Marvel at the tiny nanoscale structures emerging from the research labs of Duke University and Arizona State University, and it’s easy to imagine you’re browsing through a catalog of the most small pottery of the world.
A new paper reveals some of the teams’ creations: tiny vases, bowls and hollow spheres, one hidden inside the other, like household items for a Russian nesting doll.
But instead of making them from wood or clay, the researchers crafted these objects from threadlike DNA molecules, bent and bent into complex three-dimensional objects with nanoscale precision.
These creations demonstrate the possibilities of new open-source software developed by Duke Ph.D. student Dan Fu with his advisor John Reif. Described Dec. 23 in the journal Science Advances, the software allows users to take drawings or digital models of rounded shapes and turn them into 3D structures made of DNA.
The DNA nanostructures were assembled and imaged by co-authors Raghu Pradeep Narayanan and Abhay Prasad in Professor Hao Yan’s lab at Arizona State. Each small hollow object is no more than two millionths of an inch in diameter. More than 50,000 of them could fit on the head of a pin.
But the researchers say they are more than just nano-sculptures. The software could allow researchers to create tiny containers for delivering drugs or molds for casting metal nanoparticles with specific shapes for solar cells, medical imaging and other applications.

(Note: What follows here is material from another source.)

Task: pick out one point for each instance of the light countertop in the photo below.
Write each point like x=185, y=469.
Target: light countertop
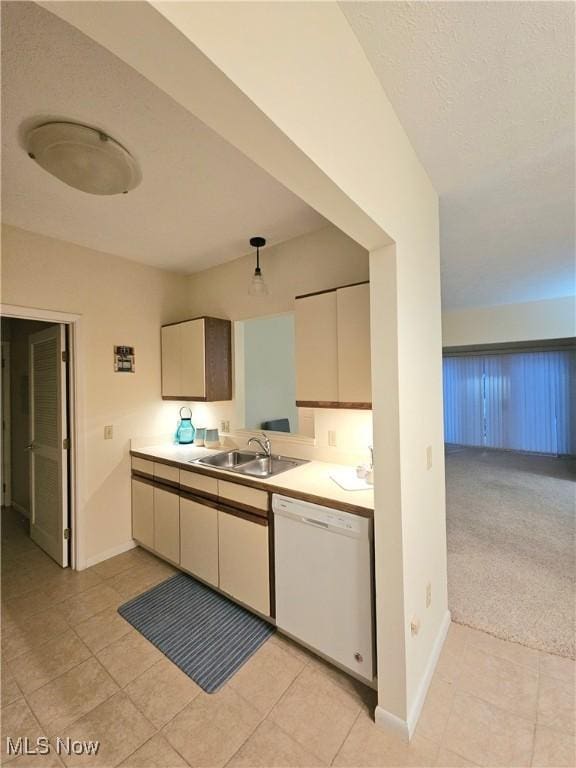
x=307, y=480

For most people, DNA is the blueprint for life; the genetic instructions for all living things, from penguins to poplars. But for teams like Reif and Yan’s, DNA is more than a carrier of genetic information: it’s source code and building material.
There are four “letters,” or bases, in the genetic code of DNA, which come together in predictable ways in our cells to form the rungs of the DNA ladder. It is these strict base-pairing properties of DNA – A with T and C with G – that the researchers co-opted. By designing strands of DNA with specific sequences, they can “program” the strands to reassemble into different shapes.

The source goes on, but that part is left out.